Suo figlio Santiago è un trapper.
«La sua prima canzone parlava di fumo infatti. Per fortuna sa scrivere ed è un po’ più originale della media. Migliora costantemente, ma a lui non lo dico perché ha la tendenza a volare alto e voglio fargli capire che non basta finire bene una cosa per essere arrivati».
Le chiede consigli?
«No, solo giudizi. Anche io facevo così con mio padre, non volevo farmi dire come fare le cose, ma solo sapere se gli piacevano».
Per la nuova generazione di cantautori itpop, Daniele Silvestri è un maestro. Ne è consapevole?
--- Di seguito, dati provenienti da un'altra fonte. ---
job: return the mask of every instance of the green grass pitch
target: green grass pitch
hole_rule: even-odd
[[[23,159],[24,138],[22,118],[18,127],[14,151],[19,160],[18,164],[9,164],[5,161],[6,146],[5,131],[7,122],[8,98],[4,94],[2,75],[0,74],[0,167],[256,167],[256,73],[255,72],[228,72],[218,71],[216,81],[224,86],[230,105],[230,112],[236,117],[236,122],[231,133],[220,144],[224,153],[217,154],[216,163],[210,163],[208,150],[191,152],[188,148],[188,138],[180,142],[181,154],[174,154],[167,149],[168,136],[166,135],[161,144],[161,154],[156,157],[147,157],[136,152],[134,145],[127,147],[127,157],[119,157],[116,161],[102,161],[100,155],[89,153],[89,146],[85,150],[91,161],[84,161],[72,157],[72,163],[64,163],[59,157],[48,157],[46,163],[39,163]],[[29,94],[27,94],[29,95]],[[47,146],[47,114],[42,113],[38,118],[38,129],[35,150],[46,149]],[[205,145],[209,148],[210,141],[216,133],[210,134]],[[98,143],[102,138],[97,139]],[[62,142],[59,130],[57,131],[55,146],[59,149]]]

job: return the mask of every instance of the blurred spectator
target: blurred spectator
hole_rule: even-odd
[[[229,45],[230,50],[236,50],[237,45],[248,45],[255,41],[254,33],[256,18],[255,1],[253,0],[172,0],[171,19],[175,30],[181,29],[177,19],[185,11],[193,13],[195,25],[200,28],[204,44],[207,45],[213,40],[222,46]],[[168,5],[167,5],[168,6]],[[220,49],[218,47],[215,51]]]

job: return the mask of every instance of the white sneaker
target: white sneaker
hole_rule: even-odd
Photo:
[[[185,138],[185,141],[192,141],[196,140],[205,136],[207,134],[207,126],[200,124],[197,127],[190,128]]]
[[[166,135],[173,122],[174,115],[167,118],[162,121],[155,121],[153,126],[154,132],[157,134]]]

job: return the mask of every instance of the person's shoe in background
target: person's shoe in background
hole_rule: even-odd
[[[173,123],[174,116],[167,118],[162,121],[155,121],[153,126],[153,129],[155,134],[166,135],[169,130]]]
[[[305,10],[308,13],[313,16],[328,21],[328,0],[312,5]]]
«Sì, lo so, ma sento la responsabilità fino a un certo punto. Primo perché non voglio prendermi troppo sul serio, e poi perché vorrei avere il coraggio di smettere quando sentirò che il flusso creativo è finito».
Ci sono state avvisaglie?
«Sì, prima di Acrobati (il penultimo album, ndr), c’è stato un periodo in cui mi sono convinto che forse quel che avevo da dire lo avevo detto. Poi invece è nato il disco e anche l’ultimo è venuto senza difficoltà. Ma dopo tutti questi anni e 300 canzoni scritte, tra quelle pubblicate e quelle no, forse il momento di dire basta non è neanche così lontano».
L’idea la rattrista?
«È sempre bruciante la sensazione di non potere più fare una cosa che ti è sempre riuscita. Ma se guardo lontano, l’idea non mi spaventa. Scriverò sempre, anche quando scrivo un messaggio su WhatsApp compongo un piccolo racconto, lo farò in altre forme».